In theory, the cluster should either hit higher token generation rates, or at least provide speed comparable to a Raspberry Pi-only setup. But when you factor network and storage bottlenecks into the equation, it makes perfect sense. You can see that both SBCs have 1GbE connectivity, which is a bit slow for high-speed AI inference tasks. Worse, I’d run out of SSDs in my home lab, so I had to make do with just microSD cards, which definitely contributed to the speed factor (or lack thereof). Consider that LLM operations are highly latency sensitive and it’s clear why my cluster performed terribly. I was about to call this project a failure and wrap things up here, but I wanted to try one last experiment before I kill the cluster…
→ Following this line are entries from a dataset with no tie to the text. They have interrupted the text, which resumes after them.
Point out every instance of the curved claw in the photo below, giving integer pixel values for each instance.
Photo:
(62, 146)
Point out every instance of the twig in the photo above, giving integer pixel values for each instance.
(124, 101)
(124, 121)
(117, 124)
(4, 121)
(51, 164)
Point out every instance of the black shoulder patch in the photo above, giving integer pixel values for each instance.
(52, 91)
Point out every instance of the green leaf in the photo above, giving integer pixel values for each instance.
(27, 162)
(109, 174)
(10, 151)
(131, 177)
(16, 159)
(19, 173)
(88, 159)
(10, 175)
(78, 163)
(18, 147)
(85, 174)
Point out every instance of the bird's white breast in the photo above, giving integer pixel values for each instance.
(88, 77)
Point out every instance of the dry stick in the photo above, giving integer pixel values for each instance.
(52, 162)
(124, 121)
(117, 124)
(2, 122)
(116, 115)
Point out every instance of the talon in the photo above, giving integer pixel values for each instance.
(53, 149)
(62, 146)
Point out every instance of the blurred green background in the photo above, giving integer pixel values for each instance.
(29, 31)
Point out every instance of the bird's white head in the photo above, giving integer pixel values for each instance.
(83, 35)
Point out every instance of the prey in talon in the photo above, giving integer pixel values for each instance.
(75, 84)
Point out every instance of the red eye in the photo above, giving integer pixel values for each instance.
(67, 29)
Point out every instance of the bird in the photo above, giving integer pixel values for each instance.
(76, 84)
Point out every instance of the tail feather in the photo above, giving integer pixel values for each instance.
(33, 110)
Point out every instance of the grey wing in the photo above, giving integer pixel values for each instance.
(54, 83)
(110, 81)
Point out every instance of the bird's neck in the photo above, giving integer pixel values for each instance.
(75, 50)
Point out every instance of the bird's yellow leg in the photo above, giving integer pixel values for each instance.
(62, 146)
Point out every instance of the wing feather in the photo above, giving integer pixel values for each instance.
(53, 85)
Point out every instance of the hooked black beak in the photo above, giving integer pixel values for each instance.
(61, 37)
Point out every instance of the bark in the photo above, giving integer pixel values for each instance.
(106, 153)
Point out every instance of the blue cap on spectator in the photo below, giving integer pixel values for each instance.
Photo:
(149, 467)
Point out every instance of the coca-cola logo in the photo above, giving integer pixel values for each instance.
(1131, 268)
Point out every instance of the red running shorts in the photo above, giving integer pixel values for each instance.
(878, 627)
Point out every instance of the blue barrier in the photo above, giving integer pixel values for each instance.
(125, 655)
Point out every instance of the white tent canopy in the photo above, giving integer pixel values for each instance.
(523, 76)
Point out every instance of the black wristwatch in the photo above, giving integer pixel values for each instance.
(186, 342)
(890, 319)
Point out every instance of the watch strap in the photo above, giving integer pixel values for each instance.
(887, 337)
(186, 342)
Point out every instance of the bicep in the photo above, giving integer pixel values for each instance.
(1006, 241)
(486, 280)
But the cluster can run LLMs that would otherwise be too heavy for my RPi
Don’t just look at token generation rates
While its lackluster performance is a general buzz, my main goal behind this wacky project was simply to run large models that the Raspberry Pi couldn’t accommodate with just 8GB of RAM. So I restarted llama-server without the RPC flag and started increasing the model parameter size. Qwen 3.5 (9B) is where the llama-server crashed because the SBC could not accommodate the large model.
But when I ran it with the RPC flag pointing to Alta, llama-server was able to load LLM with relative ease. Just to satisfy my curiosity, I opened the web UI and started applying for LLM. Well, it definitely worked, even though it only generated 1.27 tokens per second. This is nowhere near the possible number for my productivity tasks and coding workloads. But it’s still somewhat useful for automated tasks like creating tags for bookmarks or OCR scanning documents, especially considering I can leave the SBCs running all day without worrying about power consumption.
And to be brutally honest, I realized to measure seconds per token instead of tokens per second. So a tick build speed of 1.27 t/s is somewhat surprising, especially since it’s a model that SBC couldn’t load in the first place. While I probably won’t use this cluster for SBC extraction tasks, RPC definitely sounds useful. In fact, I can use it for my current LXC-based LLM hosting workstations, which include full-fledged 10G NICs.